Crafted from soft, non-toxic polymers similar to standard contact lenses, the UCLs are comfortable and safe for human use. The technology builds on earlier experiments where the team enabled mice to see in the dark by injecting nanoparticles into their retinas. The shift to non-invasive lenses marks a major step toward practical human applications.
Currently, the lenses detect high-intensity infrared sources, such as LEDs, but the team is working to increase sensitivity to capture ambient infrared emissions, like those from warm objects. “We’re collaborating with materials and optics experts to make the lenses more versatile,” Ma said. Potential uses include discreet night vision for security personnel, enhanced medical imaging, and assistive technology for the visually impaired, such as mapping infrared wavelengths to visible colors.
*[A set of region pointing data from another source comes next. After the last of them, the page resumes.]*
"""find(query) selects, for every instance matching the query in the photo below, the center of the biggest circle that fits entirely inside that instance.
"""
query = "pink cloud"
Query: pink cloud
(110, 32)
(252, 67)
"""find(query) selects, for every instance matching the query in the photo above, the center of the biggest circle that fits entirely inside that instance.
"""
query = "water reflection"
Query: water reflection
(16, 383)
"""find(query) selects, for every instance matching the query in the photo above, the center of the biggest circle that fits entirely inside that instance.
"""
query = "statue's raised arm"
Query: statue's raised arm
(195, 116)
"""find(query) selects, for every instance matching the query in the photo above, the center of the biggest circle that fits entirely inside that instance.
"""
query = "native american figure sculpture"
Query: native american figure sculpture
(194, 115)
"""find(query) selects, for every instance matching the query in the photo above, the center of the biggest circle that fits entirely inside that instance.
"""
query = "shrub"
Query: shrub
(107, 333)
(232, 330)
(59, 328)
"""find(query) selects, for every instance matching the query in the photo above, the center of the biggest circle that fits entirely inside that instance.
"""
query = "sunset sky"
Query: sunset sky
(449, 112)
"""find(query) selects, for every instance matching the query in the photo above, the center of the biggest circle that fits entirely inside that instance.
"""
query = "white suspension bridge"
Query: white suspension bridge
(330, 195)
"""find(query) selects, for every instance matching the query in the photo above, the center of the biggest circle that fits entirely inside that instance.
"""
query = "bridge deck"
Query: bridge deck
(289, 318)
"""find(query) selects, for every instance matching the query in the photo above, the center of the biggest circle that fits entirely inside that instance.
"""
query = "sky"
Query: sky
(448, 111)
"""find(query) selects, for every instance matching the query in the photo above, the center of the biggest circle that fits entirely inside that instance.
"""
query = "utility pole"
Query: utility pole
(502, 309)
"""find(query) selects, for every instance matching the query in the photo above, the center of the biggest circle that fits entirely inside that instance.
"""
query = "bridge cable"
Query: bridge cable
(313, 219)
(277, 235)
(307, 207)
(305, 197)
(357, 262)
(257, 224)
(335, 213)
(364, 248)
Safety concerns, including heat generation during light conversion and nanoparticle stability, are being addressed to ensure long-term use. The discovery has ignited excitement on X, with users hailing it as “superhero-level tech” and envisioning applications from nighttime navigation to covert communication.
As research advances, these AI-powered infrared lenses could transform how we perceive the world, granting humans the ability to see in complete darkness—eyes open or closed.